Romania recounts ballots as top court weighs outside meddling
Published in News & Features
Romanian authorities began recounting ballots after an election that shook the country’s political establishment with a victory for a little-known ultranationalist candidate as the country’s top court weighed accusations of outside meddling.
The Constitutional Court in Bucharest ordered the recount Thursday as security officials said the first round of the presidential election had been marred by a cyber operation carried out on the TikTok social media platform. Romania’s electoral authority said a count could only be completed by 10 p.m. on Sunday, after polls close for the country’s parliamentary election.
The court’s intervention has raised speculation that it could force a repeat of the first round.

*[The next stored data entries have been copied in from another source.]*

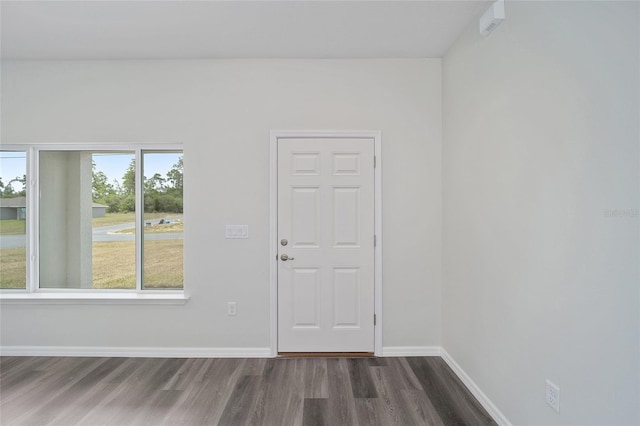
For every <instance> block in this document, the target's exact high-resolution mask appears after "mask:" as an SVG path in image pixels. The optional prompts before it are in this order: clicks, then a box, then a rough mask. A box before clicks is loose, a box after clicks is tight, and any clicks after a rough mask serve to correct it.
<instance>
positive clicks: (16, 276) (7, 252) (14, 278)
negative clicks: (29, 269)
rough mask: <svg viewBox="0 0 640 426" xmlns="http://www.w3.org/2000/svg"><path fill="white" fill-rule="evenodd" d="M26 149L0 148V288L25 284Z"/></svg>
mask: <svg viewBox="0 0 640 426" xmlns="http://www.w3.org/2000/svg"><path fill="white" fill-rule="evenodd" d="M26 183H27V153H26V152H25V151H1V152H0V288H13V289H24V288H26V285H27V185H26Z"/></svg>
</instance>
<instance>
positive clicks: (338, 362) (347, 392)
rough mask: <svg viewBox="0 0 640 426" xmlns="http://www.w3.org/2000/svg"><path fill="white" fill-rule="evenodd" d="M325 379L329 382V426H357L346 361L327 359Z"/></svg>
mask: <svg viewBox="0 0 640 426" xmlns="http://www.w3.org/2000/svg"><path fill="white" fill-rule="evenodd" d="M365 362H366V361H365ZM327 377H328V380H329V424H330V425H335V426H349V425H357V424H358V416H357V413H356V404H355V398H354V397H353V390H352V389H351V381H350V379H349V368H348V367H347V360H346V359H344V358H328V359H327ZM363 426H366V425H363Z"/></svg>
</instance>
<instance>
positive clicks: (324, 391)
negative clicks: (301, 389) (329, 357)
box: [304, 358, 329, 398]
mask: <svg viewBox="0 0 640 426" xmlns="http://www.w3.org/2000/svg"><path fill="white" fill-rule="evenodd" d="M304 361H305V366H306V368H305V375H304V397H305V398H328V397H329V381H328V379H327V359H326V358H304Z"/></svg>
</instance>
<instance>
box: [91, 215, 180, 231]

As the country holds back-to-back presidential and parliamentary elections, the head of Romania’s electoral authority, Toni Grebla, said a new presidential ballot could conceivably take place later in December.
The court decision and the warnings about a foreign influence campaign that aimed to tip the balance in Romania’s democracy intensified the nation’s biggest political crisis since the collapse of communism 35 years ago. Romanian Prime Minister Marcel Ciolacu, who had been tipped to win the presidency, was eliminated in the first round, prompting him to resign as Social Democratic leader.

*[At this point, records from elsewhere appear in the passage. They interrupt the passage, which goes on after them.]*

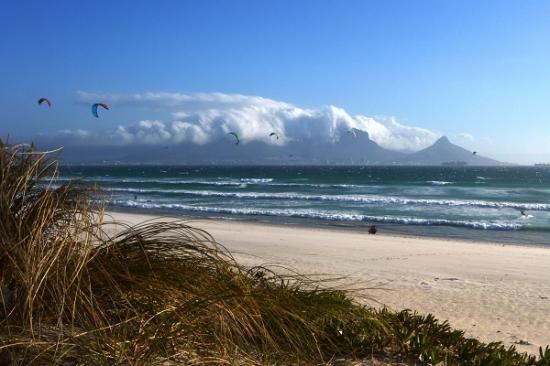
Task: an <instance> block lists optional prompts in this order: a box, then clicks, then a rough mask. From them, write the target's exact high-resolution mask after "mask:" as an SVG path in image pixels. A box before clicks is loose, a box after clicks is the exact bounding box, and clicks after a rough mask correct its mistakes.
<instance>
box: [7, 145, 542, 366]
mask: <svg viewBox="0 0 550 366" xmlns="http://www.w3.org/2000/svg"><path fill="white" fill-rule="evenodd" d="M57 176H58V172H57V163H56V161H55V159H52V157H51V155H48V154H43V153H38V152H36V151H35V150H34V147H33V146H28V145H18V146H9V145H6V144H4V143H2V142H1V141H0V288H1V291H0V364H2V365H4V364H6V365H11V364H13V365H28V364H37V365H41V364H48V365H49V364H60V365H155V364H163V363H164V362H166V361H170V362H173V363H181V364H205V363H210V364H231V365H238V364H243V365H245V364H246V365H254V364H258V365H259V364H283V365H286V364H326V363H331V362H333V360H334V359H336V358H338V357H345V358H348V359H352V358H355V357H371V356H372V355H379V354H386V355H392V356H395V355H398V356H399V357H400V358H403V359H409V360H416V361H420V362H425V363H434V364H435V363H437V362H442V363H443V364H468V365H478V364H483V365H501V364H502V365H535V364H537V365H544V364H550V361H549V360H550V351H548V350H546V354H545V353H544V351H543V350H542V349H541V357H539V359H536V358H535V357H532V356H527V355H525V354H519V353H517V352H516V351H515V349H514V348H509V349H506V348H504V347H503V346H502V345H500V344H490V345H486V344H483V343H481V342H478V341H475V340H471V339H467V338H465V337H464V334H463V333H462V332H460V331H454V330H452V329H450V327H449V326H448V324H446V323H441V322H438V321H437V320H436V319H434V318H433V317H430V316H428V317H423V316H419V315H416V314H412V313H410V312H408V311H403V312H399V313H394V312H390V311H387V310H381V311H376V310H374V309H371V308H368V307H365V306H361V305H358V304H357V303H355V302H354V301H353V300H352V299H351V297H350V296H349V295H348V294H347V293H345V292H343V291H338V290H333V289H327V288H324V287H323V286H322V283H321V282H319V281H314V280H311V279H308V278H307V277H305V276H300V275H298V274H287V275H281V274H277V273H275V272H273V271H271V270H270V269H268V268H264V267H254V268H246V267H244V266H241V265H239V264H238V263H237V262H236V261H235V260H234V259H233V257H232V256H231V254H230V253H229V252H228V251H227V250H225V249H224V248H223V247H222V246H221V245H219V244H218V243H217V242H216V241H215V240H214V238H212V237H211V236H210V235H209V234H208V233H207V232H205V231H203V230H200V229H197V228H194V227H191V226H189V225H188V224H186V223H185V222H158V221H154V222H146V223H143V224H140V225H137V226H125V225H123V224H122V223H116V222H109V221H107V220H106V219H105V218H104V215H103V208H104V206H103V205H102V204H98V203H96V202H101V200H100V198H101V194H100V192H99V191H97V190H95V189H90V187H85V186H82V185H79V184H78V183H75V182H69V183H66V184H64V185H60V186H59V185H58V183H57V181H56V178H57ZM115 228H116V229H115Z"/></svg>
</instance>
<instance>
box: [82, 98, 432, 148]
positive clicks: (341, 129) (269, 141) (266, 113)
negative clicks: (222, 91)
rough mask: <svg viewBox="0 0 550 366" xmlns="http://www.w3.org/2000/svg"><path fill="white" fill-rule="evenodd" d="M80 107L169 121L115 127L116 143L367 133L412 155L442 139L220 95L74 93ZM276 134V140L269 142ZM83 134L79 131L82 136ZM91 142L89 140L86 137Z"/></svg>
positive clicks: (275, 102) (268, 100)
mask: <svg viewBox="0 0 550 366" xmlns="http://www.w3.org/2000/svg"><path fill="white" fill-rule="evenodd" d="M78 96H79V99H80V101H81V102H85V103H95V102H98V101H101V102H106V103H108V104H109V105H110V106H111V107H112V108H115V109H116V108H117V107H119V108H123V107H132V108H143V109H152V110H155V111H157V112H164V113H167V114H168V115H169V116H170V117H169V118H170V119H171V120H172V121H170V122H163V121H159V120H143V121H141V122H139V123H137V124H135V125H131V126H118V128H116V129H115V131H114V132H113V133H111V134H109V136H110V138H108V139H107V140H108V141H109V142H110V143H115V144H133V143H142V144H161V143H162V144H170V143H181V142H192V143H195V144H206V143H208V142H211V141H215V140H219V139H221V138H227V137H226V135H227V133H228V132H231V131H233V132H236V133H237V134H238V135H239V137H240V139H241V141H242V142H243V143H247V142H250V141H253V140H260V141H264V142H266V143H268V144H279V145H284V144H286V143H288V142H289V141H302V140H308V139H317V140H321V141H325V142H326V141H328V142H335V141H338V140H339V139H340V137H341V136H343V135H345V134H346V133H347V132H348V131H349V130H350V129H352V128H355V129H358V130H362V131H365V132H368V134H369V137H370V138H371V140H373V141H375V142H376V143H378V144H379V145H380V146H382V147H384V148H387V149H392V150H403V151H416V150H420V149H422V148H425V147H427V146H429V145H430V144H432V143H433V142H434V141H435V140H436V139H437V138H439V137H440V134H438V133H436V132H434V131H430V130H427V129H423V128H419V127H410V126H405V125H403V124H400V123H399V122H397V121H396V120H395V119H394V118H373V117H366V116H361V115H356V116H352V115H350V114H348V113H347V112H346V111H345V110H343V109H341V108H338V107H334V106H329V107H326V108H322V109H304V108H299V107H296V106H294V105H292V104H288V103H285V102H279V101H276V100H272V99H267V98H262V97H257V96H246V95H239V94H222V93H199V94H191V95H186V94H179V93H143V94H129V95H115V94H93V93H87V92H78ZM271 132H276V133H277V134H278V135H279V139H278V140H277V139H275V138H274V137H269V134H270V133H271ZM82 134H83V132H82V131H80V132H79V136H82ZM75 137H78V136H75ZM87 137H89V136H87ZM102 141H103V142H106V139H105V138H102Z"/></svg>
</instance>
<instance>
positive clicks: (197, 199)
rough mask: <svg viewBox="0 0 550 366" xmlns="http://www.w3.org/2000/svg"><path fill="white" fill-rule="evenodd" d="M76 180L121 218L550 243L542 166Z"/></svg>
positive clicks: (360, 169)
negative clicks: (157, 215) (131, 213)
mask: <svg viewBox="0 0 550 366" xmlns="http://www.w3.org/2000/svg"><path fill="white" fill-rule="evenodd" d="M72 179H77V180H81V181H83V182H87V183H92V184H98V185H100V186H101V187H102V188H103V189H104V191H105V192H106V193H107V197H108V199H109V201H110V205H111V208H114V209H124V210H128V209H133V210H140V211H150V212H155V213H158V212H166V213H180V214H188V215H206V216H209V217H226V218H241V219H249V220H250V219H253V220H261V221H277V222H280V221H283V222H288V223H298V224H299V223H302V224H307V225H341V226H354V227H357V228H364V227H368V226H369V225H372V224H375V225H377V226H378V227H379V229H380V230H382V231H388V232H402V233H410V234H415V235H435V236H445V237H449V236H452V237H460V238H465V239H474V240H496V241H503V242H520V243H537V244H550V169H548V168H542V167H540V168H539V167H486V168H485V167H482V168H474V167H471V168H469V167H466V168H464V167H182V166H155V167H152V166H112V167H103V166H102V167H82V166H78V167H70V168H63V170H62V176H61V180H62V181H63V180H72ZM522 210H523V211H524V215H523V214H522V213H521V211H522Z"/></svg>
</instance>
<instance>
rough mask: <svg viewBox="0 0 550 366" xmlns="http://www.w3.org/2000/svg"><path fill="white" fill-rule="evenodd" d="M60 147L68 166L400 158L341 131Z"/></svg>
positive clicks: (279, 162)
mask: <svg viewBox="0 0 550 366" xmlns="http://www.w3.org/2000/svg"><path fill="white" fill-rule="evenodd" d="M46 145H47V146H48V147H49V146H56V145H55V144H52V143H51V142H50V143H48V144H46ZM57 145H59V143H58V144H57ZM63 145H64V146H65V149H64V153H63V160H64V161H65V162H66V163H70V164H74V163H87V164H101V163H120V164H176V165H178V164H201V165H211V164H242V165H245V164H248V165H250V164H254V165H260V164H266V165H285V164H293V165H381V164H385V163H386V162H392V161H397V160H399V159H401V158H403V157H404V156H405V154H404V153H401V152H397V151H391V150H387V149H384V148H382V147H380V146H379V145H378V144H376V143H375V142H374V141H372V140H371V139H370V138H369V135H368V133H366V132H363V131H356V135H355V136H353V135H352V134H347V133H345V134H344V135H343V136H342V137H341V138H340V140H339V141H337V142H335V143H332V142H328V141H327V142H319V141H316V140H313V139H308V140H304V141H293V142H290V143H288V144H286V145H269V144H265V143H263V142H260V141H252V142H249V143H241V144H239V145H235V144H234V143H233V140H230V139H227V140H221V141H215V142H211V143H208V144H205V145H195V144H190V143H187V144H177V145H166V146H158V145H155V146H151V145H148V146H143V145H141V146H136V145H129V146H93V145H82V144H71V143H70V142H68V141H66V142H65V143H64V144H63Z"/></svg>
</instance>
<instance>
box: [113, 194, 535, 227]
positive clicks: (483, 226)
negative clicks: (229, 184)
mask: <svg viewBox="0 0 550 366" xmlns="http://www.w3.org/2000/svg"><path fill="white" fill-rule="evenodd" d="M112 204H114V205H116V206H119V207H132V208H141V209H169V210H179V211H187V212H204V213H218V214H229V215H248V216H278V217H292V218H306V219H320V220H326V221H351V222H354V221H355V222H363V221H364V222H369V223H371V222H375V223H387V224H401V225H444V226H456V227H466V228H472V229H481V230H521V229H522V228H524V227H525V226H524V225H520V224H514V223H506V222H498V221H491V222H482V221H466V220H447V219H422V218H414V217H402V216H390V215H384V216H370V215H362V214H352V213H338V212H328V211H317V210H309V209H275V208H273V209H257V208H225V207H215V206H194V205H185V204H179V203H154V202H137V201H133V200H115V201H113V202H112Z"/></svg>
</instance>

Amid mounting speculation that a recount could reverse his loss — he was edged out of second place by fewer than 3,000 votes by opposition leader Elena Lasconi — Ciolacu pledged that he would remain out of the contest, even if a recount put him back in the race.

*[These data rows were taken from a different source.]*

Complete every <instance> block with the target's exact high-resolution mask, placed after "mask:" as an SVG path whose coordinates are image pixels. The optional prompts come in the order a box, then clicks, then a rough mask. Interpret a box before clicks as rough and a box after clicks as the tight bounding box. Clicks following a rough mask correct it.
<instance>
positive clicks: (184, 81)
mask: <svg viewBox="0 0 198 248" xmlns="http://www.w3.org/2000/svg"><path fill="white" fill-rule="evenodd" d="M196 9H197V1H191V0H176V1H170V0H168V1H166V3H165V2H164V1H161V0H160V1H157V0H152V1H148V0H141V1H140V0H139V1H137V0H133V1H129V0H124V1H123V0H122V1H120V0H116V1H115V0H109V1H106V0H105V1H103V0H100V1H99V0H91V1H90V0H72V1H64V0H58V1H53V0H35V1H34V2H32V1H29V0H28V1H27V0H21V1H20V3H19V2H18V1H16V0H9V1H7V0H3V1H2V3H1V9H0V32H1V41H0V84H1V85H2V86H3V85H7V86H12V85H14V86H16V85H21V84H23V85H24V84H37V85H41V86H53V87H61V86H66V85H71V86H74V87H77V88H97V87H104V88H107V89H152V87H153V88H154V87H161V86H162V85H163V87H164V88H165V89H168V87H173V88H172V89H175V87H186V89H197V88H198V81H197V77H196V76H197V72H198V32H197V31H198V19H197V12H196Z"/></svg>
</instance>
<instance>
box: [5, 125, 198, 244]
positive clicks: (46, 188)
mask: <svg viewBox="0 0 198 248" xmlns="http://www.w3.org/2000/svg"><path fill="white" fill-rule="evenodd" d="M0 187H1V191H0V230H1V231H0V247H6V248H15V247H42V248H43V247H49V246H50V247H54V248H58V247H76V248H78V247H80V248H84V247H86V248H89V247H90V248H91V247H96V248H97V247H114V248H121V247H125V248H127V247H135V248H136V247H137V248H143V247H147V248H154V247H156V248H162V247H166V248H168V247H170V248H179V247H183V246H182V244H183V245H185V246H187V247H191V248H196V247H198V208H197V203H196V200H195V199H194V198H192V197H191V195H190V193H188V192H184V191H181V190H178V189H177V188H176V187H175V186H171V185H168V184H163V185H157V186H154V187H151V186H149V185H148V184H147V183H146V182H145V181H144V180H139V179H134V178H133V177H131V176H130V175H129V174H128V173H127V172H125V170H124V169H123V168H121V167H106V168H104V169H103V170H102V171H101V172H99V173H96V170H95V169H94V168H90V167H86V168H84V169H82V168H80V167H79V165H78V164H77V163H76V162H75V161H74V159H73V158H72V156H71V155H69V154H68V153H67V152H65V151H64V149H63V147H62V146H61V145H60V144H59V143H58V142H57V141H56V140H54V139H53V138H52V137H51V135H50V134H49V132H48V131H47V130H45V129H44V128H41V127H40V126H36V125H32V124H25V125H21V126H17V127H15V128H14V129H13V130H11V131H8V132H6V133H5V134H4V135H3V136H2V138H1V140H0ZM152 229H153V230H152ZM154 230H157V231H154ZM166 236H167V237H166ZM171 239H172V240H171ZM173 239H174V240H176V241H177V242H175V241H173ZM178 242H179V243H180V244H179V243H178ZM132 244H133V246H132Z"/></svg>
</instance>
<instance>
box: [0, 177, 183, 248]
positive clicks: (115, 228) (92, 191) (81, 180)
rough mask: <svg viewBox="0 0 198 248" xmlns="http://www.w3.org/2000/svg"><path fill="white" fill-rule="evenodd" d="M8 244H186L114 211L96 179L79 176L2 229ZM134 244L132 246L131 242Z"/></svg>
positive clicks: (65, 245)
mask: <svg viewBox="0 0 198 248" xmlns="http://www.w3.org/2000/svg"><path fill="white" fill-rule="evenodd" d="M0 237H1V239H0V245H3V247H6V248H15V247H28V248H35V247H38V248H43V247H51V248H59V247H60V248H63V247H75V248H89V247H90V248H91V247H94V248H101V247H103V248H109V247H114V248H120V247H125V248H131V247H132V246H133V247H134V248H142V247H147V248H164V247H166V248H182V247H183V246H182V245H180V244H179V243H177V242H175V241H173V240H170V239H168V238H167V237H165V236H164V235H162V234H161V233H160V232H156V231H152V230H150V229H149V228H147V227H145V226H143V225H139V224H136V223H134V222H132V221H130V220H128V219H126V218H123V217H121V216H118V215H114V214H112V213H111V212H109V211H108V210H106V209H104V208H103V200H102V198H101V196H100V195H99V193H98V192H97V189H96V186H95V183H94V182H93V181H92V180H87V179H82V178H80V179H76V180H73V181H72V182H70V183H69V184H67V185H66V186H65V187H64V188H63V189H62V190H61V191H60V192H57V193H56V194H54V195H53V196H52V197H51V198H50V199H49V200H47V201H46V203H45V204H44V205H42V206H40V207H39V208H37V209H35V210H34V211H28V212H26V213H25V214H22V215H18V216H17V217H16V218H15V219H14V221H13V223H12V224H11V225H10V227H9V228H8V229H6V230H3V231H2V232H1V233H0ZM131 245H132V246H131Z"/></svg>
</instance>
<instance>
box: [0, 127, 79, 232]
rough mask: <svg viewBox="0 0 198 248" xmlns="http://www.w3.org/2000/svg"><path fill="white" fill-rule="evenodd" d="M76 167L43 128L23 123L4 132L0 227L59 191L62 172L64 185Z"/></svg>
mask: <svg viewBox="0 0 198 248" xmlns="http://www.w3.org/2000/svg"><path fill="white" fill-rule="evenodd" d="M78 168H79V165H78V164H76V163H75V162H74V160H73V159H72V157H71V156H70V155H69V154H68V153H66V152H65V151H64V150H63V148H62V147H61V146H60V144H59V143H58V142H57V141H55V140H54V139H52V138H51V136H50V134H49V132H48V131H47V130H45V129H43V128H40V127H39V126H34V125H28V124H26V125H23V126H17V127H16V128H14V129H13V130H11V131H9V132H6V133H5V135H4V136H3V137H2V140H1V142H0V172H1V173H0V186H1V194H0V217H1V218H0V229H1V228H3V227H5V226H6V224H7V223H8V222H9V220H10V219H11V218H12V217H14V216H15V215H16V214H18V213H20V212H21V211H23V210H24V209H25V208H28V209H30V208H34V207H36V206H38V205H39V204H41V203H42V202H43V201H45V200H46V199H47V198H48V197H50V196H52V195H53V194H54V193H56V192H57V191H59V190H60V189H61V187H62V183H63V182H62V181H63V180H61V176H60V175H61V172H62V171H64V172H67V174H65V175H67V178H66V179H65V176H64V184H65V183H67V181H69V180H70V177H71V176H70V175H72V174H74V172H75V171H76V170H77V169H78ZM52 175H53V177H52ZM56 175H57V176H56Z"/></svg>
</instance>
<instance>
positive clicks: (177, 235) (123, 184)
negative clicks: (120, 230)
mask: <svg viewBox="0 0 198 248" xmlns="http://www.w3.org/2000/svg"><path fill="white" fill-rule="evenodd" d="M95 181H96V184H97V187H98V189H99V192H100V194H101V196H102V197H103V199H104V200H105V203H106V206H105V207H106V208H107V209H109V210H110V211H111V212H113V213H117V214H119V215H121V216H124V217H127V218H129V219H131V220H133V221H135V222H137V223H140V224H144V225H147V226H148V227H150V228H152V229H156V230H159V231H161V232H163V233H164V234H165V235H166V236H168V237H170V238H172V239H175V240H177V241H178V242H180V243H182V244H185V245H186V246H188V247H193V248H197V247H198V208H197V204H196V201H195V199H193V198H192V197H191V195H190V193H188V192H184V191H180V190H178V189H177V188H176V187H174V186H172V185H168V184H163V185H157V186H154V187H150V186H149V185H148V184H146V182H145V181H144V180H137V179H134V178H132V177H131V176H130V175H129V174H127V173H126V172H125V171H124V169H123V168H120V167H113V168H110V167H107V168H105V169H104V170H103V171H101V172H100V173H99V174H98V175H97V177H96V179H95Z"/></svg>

Calin Georgescu, a candidate who has praised Vladimir Putin in the past, emerged from obscurity to win. He’s set to face Lasconi in a Dec. 8 runoff.
“I’m not interested in second place,” Ciolacu wrote in a Facebook post late Thursday. “I just want people to know the truth, which is far more important than my candidacy. And then Romanians will know how to punish those who stole their vote better than any state institution.”
‘Preferential Treatment’
Georgescu, a fringe independent who has denounced military aid to Ukraine and questioned Romania’s membership in NATO, had mounted a vigorous social-media campaign with posts on TikTok. Romania’s Supreme Defense Council, which includes top government and intelligence officials, issued a statement Thursday saying that one candidate benefited from “massive exposure and preferential treatment.”
Although the security panel didn’t explicitly identify Georgescu, it cited Russian influence operations that aimed to shift public opinion in Romania. It accused TikTok of failing to label the candidate’s videos as election material as required by Romanian law.
Allegations of Russian interference in Romanian elections are unfounded and unsupported, Kremlin spokesman Dmitry Peskov said on Friday, according to the Interfax news agency.
TikTok said it was “categorically false” to claim that it treated Georgescu’s account differently from other candidates.